Co roku funkcję starostów dożynek sprawują rolnicy z poszczególnych gmin powiatu radomskiego. Tym razem bochen chleba, wypieczonego z mąki z tegorocznych zbiorów będą nieśli reprezentanci gminy Jedlińsk. Podczas tradycyjnego obrzędu wieńcowego otrzymają go gospodarze dożynek, czyli Waldemar Trelka, starosta radomski i Kamil Dziewierz, wójt gminy Jedlińsk.
Nowoczesna gospodyni
Pani Ania wraz z mężem Marcinem prowadzi gospodarstwo rolne o powierzchni ponad 21 hektarów. Specjalizują się w produkcji mleka oraz hodowli bydła opasowego. Wydajność mleka od krowy przekracza 7 010 kilogramów.
– Przez cały czas dbamy o jakość naszego mleka, ale także o wydajność. Niestety, ceny skupu są takie same jak 12-14 lat temu, więc żeby produkcja była opłacalna, musimy wciąż zwiększać ilość mleka przy zachowaniu tej samej liczebności stada – tłumaczy pani Ania.
Gospodarstwo państwa Kołątajów posiada odpowiednie zaplecze techniczne oraz nowoczesny park maszynowy, a oni sami są otwarci na innowacje technologiczne i produkcyjne. Chętnie współpracują też z instytucjami rolniczymi. Jak przyznaje pani Ania, całe ich życie jest podporządkowane pracy w gospodarstwie.
– Nie możemy pozwolić sobie na normalny wypoczynek, na wakacje czy ferie, tak jak robią to inne rodziny. U nas zawsze jest coś do zrobienia – śmieje się pani Ania. – Najwięcej obowiązków ma oczywiście mąż, ale ja również coraz częściej mu pomagam.
Państwo Kołątajowie mają dwie córki w wieku 7 i 9 lat. Czas wolny od pracy w rolnictwie starają się po prostu spędzać razem.
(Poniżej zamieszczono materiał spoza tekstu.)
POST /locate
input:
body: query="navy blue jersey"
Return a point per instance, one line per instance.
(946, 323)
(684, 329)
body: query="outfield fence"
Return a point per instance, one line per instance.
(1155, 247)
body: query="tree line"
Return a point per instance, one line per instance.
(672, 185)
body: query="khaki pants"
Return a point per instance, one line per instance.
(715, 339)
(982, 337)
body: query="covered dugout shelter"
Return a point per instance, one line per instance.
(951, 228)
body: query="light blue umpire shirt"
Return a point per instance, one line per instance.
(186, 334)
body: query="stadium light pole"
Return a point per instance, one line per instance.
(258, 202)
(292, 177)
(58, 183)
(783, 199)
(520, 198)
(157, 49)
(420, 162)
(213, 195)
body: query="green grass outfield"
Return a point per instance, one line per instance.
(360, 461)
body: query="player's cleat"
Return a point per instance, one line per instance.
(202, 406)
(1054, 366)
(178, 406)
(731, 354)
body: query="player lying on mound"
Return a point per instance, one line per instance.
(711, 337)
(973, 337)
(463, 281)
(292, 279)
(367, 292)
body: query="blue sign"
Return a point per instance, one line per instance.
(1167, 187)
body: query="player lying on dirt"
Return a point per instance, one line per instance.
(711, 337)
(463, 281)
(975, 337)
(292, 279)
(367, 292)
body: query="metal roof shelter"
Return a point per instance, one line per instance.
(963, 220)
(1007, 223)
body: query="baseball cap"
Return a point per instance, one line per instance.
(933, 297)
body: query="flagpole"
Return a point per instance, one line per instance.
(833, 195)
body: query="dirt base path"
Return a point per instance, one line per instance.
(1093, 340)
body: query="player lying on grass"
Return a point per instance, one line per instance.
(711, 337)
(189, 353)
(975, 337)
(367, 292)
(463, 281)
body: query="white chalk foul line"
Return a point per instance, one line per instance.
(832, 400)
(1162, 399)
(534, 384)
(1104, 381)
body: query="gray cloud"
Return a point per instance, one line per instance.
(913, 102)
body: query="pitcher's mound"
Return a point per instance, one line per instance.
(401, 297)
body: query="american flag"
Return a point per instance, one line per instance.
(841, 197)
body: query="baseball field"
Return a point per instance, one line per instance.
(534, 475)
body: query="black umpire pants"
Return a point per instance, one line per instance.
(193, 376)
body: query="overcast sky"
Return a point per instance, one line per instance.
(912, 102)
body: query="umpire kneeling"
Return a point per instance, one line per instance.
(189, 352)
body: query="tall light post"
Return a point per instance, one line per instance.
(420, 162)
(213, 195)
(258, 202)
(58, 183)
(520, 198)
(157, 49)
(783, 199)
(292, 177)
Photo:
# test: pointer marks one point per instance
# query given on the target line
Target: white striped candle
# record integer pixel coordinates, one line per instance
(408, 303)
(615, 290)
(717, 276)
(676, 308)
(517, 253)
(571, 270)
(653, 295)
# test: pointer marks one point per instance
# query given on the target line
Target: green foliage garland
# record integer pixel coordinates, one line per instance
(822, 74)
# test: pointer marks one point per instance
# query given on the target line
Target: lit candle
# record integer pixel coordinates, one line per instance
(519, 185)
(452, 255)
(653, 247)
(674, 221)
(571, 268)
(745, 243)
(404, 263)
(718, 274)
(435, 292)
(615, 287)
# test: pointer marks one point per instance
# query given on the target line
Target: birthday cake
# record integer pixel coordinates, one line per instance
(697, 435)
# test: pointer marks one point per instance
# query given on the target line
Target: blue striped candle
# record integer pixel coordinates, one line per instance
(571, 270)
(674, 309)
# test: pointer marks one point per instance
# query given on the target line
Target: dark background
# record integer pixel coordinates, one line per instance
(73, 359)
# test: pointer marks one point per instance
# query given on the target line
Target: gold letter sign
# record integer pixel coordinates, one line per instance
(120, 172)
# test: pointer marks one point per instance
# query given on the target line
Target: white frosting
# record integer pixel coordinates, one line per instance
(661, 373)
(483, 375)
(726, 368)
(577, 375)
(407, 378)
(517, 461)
Aktywna zima, pracowite lato
Starosta dożynek Karol Potera, swoje 16-hektarowe gospodarstwo rolne przejął po rodzicach, a potem systematycznie je rozwijał i powiększał. Dzisiaj wraz z rodziną gospodaruje na prawie 70 hektarach, hodując około 70 sztuk krów na wolnym wybiegu. Specjalizują się w produkcji mleka, a wydajność od krowy przekracza 7520 kilogramów.
Gospodarstwo pana Karola ma odpowiedni park maszynowy, a on sam bierze udział w szkoleniach i seminariach, zaś zdobytą wiedzą potrafi podzielić się z innymi mieszkańcami wsi.
Cały swój wolny czas poświęca swojej pasji jaką jest piłka nożna. Wraz z trzyletnim synem Stasiem nie tylko zasiadają przed ekranem telewizora, aby obejrzeć mecze, ale również grają w piłkę.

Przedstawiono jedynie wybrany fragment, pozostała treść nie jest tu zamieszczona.